他的求生欲很强,在边冀的鼓励下吃了两只老鼠。他知道如果不进食,身体就更难康复了。

边冀心里很慌,野生动物一旦有了伤病,全靠自己扛过去,但他不想坐以待毙,得去给小黑找点药。

草原上的蚊虫特别多,平时没事苍蝇还会嗡嗡围着叫,现在小黑受了伤,那苍蝇更是趋之若鹜,边冀不断地为他驱赶着苍蝇,依然还是赶之不尽。
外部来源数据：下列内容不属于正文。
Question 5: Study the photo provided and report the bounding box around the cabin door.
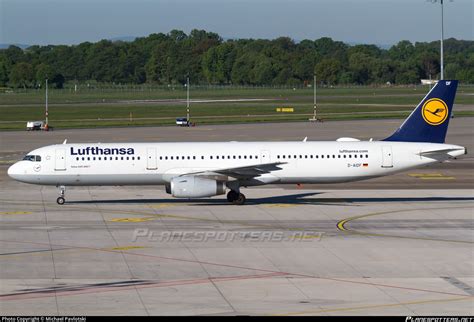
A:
[381,146,393,168]
[55,149,66,171]
[146,148,157,170]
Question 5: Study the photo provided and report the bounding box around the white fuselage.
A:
[7,141,466,187]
苍蝇会带来更多病菌,边冀想了想,决定带小黑去昨天晚上那个土豚洞里休息。

地下的蚊虫会少一点,而且相对安全,他要去给小黑找药,不能带着他去,也不能放心他在草丛里就这么躺着。

洞里是最安全的,只要不被野犬和鬣狗发现他们的踪迹就行,因为这俩是会掏洞的。

尽管很虚弱,小黑还是拖着病体摇摇晃晃地跟着走到了那个洞边,边冀让小黑进入洞里,从外面薅了点干草进去给他垫着,又去抓了几只草原鼠回来给他备用。

“你在这里呆着,不要出声,也不要出来,哥哥去给你找药。”边冀叮嘱小黑。

小黑舍不得边冀:“哥哥别去,你在这里陪我。”

边冀摸摸他的脑袋:“乖,哥哥找药给你吃,能好得快一些。”

纵使万般不舍,边冀还是撇下他,独自离开了。

草原上旱情已经非常严重了,但还是有一些耐旱的草顽强地生长着,平时偶尔也能见到,只是现在需要它,却又难觅踪迹。
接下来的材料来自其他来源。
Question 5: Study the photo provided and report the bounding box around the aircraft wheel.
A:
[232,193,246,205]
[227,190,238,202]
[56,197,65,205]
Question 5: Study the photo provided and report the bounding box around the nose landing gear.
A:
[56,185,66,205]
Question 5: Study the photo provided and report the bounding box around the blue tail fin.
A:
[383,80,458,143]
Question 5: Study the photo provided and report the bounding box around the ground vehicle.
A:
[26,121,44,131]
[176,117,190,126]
找了好久,边冀才找到一株长得像车前草的草,不过它的叶子比车前草要大不少,不知道是不是同一种植物。

边冀先咬了半片叶子嚼了咽下试药,再用爪子把根刨了出来,干旱太久,地面太硬,掌底都被磨破了,但为了救小黑,这点痛他得忍着。

挖到车前草后,边冀再没找到其他的草药,他担心小黑,准备先回去。

返回途中,遇到一群大象正围着一棵树,用鼻子使劲去够高处的树枝和树叶。

这棵树可以说是伤痕累累,低处的枝叶都已经被折光了,只有高处还剩了一些,并不茂盛,不知道这树有什么特别之处,让大象们如此钟爱。
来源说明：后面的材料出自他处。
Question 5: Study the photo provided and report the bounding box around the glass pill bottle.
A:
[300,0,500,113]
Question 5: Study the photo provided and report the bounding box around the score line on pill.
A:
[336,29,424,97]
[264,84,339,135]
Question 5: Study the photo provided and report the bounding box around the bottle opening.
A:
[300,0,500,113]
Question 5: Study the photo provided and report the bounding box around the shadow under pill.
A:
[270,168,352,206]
虽然草都枯了,但是大象能吃的灌木和乔木也还是有不少的,并没有稀缺到只有这棵树可吃。

边冀慢慢靠近,停下来仔细观察了一会,才明白原由。

这是棵紫草木,具有消毒止血的功效,是大象常用来治病的树,难怪大象快把这棵树给薅秃噜了。

边冀在草丛里安静地等着,一头成年大象尝试了许久,终于折下一根小树枝,给一头小象吃了,它们才离开。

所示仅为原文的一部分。